Because the book wasn’t about big trucks.

Or being mad about people who double-parked.

Or any of the things she would have guessed he liked.

No. It was a slim, lavender-colored volume with a flower on the front.

And the title was even more inexplicable than all of that.

In fact, she wasn’t sure where the book had come from, and looking at it made her feel a little funny. But there it was, all the same.

How to Be the Ideal Human Boyfriend , she read.

Then almost laughed at herself, for thinking this was what he’d been intently perusing. There was just no way, she thought. No way in hell that he would ever be interested in something like this. In fact, she went to put it back.
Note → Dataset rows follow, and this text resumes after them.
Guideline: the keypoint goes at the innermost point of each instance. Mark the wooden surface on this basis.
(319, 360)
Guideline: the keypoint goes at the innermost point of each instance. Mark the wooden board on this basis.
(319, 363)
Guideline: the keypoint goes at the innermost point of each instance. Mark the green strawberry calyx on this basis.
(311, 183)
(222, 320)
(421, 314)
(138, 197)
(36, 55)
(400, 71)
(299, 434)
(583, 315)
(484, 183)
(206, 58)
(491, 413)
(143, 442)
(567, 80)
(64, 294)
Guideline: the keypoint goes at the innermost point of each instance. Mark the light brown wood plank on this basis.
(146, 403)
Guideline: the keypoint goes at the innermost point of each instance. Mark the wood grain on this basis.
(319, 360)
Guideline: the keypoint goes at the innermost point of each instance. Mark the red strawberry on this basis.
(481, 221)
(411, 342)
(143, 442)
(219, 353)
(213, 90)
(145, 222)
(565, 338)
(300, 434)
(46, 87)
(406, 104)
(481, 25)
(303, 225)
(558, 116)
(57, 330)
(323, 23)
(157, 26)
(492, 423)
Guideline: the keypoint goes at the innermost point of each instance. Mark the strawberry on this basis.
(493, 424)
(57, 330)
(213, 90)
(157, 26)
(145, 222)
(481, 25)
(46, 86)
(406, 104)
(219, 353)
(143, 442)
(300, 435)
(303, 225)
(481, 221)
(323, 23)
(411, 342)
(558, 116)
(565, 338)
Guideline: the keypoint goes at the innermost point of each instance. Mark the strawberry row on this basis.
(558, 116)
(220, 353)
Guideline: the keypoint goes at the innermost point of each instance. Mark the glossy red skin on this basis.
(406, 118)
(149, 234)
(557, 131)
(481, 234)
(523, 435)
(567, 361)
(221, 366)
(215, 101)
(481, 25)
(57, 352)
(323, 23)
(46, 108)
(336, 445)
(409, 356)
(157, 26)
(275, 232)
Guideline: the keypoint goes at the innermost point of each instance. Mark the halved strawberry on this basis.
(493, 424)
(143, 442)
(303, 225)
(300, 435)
She worked it into place, shaking her head at herself.

And that was when she smelled it.

The scent of struck matches, still lingering on the spine.

Like the one she always noticed whenever he passed by.

He must light his cigarettes with something really old , she had always thought.

Industrial cartons full of matchsticks thick as your finger .

Bulk packs of ancient hotel brands from 1975.

It did fit his whole vibe, after all.

The sloppy denim, the worn old shirts, the near mustache amidst all that other aggressive facial hair.

That thick but muscular body, that low gruff voice.

He made her think of horror movies from some other era, full of pistols with skinny barrels and white-tiled mental hospitals and funny-colored blood.

He’d be the mean, ornery sheriff, she suspected.

The one who doesn’t believe the heroine about something horrible going on until it’s too late.

But that didn’t make her feel better about anything that had just happened.

How could it possibly?

He had needed help, in a way that brutally embarrassed him.

And somehow she had shamed him into leaving it behind.